- Directed by: Sandy Howard
- Written by: Freddie Francis (Credited as "Ken Barnett")
- Starring: Joe Silver Dom DeLuise Arlene Golonka Paula Stewart William Traylor
- Music by: Jack Pleis
- Distributed by: American International Pictures
- Release date: September 18, 1964;
- Running time: 87 minutes
- Country: United States
- Language: English

= Diary of a Bachelor =

1964 film by Sandy Howard

Diary of a Bachelor is a 1964 American comedy film directed by Sandy Howard and starring William Traylor, Joe Silver and Dagne Crane.

==Plot==
Joanne, a young bride-to-be, has found the diary of her intended, Skip O'Hara, a man notorious for being a playboy. Sure that she'll read about his various exploits, she flips through the diary but is shocked to find that he is not exactly the type of person whom everyone believes him to be. She discovers that he has been having affairs with numerous young women and leaves Skip.

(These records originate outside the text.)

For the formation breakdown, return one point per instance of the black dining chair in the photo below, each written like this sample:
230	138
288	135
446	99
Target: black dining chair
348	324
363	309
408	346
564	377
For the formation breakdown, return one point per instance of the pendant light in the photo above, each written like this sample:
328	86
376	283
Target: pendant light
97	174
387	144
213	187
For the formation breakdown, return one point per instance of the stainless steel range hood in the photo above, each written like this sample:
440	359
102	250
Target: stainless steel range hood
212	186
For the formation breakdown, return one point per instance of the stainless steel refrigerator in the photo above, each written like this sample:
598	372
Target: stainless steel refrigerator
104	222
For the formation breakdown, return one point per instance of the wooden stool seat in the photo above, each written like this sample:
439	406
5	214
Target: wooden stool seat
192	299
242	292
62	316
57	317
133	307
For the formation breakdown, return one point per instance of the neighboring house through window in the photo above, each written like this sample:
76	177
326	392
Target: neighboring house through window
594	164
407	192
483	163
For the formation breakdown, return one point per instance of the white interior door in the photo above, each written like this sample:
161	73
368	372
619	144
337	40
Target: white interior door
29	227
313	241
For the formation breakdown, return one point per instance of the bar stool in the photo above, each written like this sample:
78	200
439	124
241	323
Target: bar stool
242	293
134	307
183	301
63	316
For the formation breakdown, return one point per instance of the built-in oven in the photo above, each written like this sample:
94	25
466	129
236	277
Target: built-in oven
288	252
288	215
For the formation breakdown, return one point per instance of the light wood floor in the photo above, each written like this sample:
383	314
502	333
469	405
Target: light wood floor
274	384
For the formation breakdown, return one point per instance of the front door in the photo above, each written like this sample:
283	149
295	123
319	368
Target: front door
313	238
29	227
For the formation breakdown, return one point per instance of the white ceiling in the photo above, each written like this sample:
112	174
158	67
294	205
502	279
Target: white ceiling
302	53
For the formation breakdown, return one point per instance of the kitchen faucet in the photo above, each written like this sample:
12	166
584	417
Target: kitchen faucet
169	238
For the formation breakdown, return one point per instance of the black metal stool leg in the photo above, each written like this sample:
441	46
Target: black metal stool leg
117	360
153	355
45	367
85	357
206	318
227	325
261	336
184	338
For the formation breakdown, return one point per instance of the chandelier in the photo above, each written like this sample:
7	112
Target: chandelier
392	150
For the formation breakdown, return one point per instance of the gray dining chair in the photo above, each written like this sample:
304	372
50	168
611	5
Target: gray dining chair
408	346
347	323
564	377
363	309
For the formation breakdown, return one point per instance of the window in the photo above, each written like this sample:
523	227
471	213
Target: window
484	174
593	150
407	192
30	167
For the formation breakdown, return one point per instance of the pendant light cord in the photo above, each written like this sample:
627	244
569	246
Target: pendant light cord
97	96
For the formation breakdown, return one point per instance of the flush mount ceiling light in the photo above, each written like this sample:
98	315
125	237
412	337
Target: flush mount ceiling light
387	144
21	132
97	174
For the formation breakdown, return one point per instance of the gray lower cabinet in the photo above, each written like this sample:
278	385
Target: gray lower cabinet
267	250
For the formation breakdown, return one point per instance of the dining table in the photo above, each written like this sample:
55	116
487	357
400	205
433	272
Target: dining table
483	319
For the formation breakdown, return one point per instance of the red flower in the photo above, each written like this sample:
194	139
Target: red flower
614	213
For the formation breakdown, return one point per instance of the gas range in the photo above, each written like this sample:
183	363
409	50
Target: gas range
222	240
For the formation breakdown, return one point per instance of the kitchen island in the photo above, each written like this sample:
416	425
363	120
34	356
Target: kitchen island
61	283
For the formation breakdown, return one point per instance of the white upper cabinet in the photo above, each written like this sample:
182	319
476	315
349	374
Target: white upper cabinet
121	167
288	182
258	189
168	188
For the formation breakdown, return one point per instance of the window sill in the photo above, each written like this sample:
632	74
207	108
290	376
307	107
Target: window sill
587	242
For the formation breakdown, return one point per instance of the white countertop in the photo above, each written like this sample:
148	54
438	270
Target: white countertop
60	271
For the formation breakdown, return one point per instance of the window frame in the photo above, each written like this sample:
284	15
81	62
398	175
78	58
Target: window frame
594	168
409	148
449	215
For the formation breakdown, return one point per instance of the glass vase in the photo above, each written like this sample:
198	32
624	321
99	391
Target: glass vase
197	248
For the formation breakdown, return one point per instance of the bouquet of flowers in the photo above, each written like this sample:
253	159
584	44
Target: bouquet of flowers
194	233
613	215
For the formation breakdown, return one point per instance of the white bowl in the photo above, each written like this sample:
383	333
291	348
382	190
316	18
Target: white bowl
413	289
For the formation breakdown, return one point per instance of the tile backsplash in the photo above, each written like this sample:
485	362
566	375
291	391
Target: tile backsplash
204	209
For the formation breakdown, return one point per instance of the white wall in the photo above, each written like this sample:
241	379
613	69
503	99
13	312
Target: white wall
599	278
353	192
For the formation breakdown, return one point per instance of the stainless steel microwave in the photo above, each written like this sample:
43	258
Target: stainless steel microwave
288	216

An airline hostess whose name appears often in the diary, Nancy Feather, arrives at Skip's apartment. Joanne decides to return to Skip and apologize, but when she finds Nancy with him, she leaves for good.

A year later, Skip and Nancy are married and Skip has settled down, but Nancy continues to see old boyfriends.

==Cast==
- William Traylor as Skip O'Hara
- Joe Silver as Charlie Barrett
- Dagne Crane as Joanne
- Denise Lor as Jane Woods
- Jan Crockett as Jennifer Watters
- Susan Dean as Barbara
- Eleni Kiamos as Angie Pisano
- Arlene Golonka as Lois
- Joan Holloway as Nancy Feather
- Mickey Deems as Barney Washburn
- Paula Stewart as Carlotta Jones
- Dom DeLuise as Marvin Rollins
- Jackie Kannon as Bob Haney

==Reception==
Critical reception has been mixed.
TV Guide panned the film and gave it one star, stating "Told in a series of redundant flashbacks, the clumsy hand of producer/director Howard fails to keep interest for long. An unsympathetic character's life told in an uncaptivating style doesn't leave much room for praise." Variety also criticized the film as a "tame tale" with the byline "lack of names and generally pallid comedy make it candidate for second billing."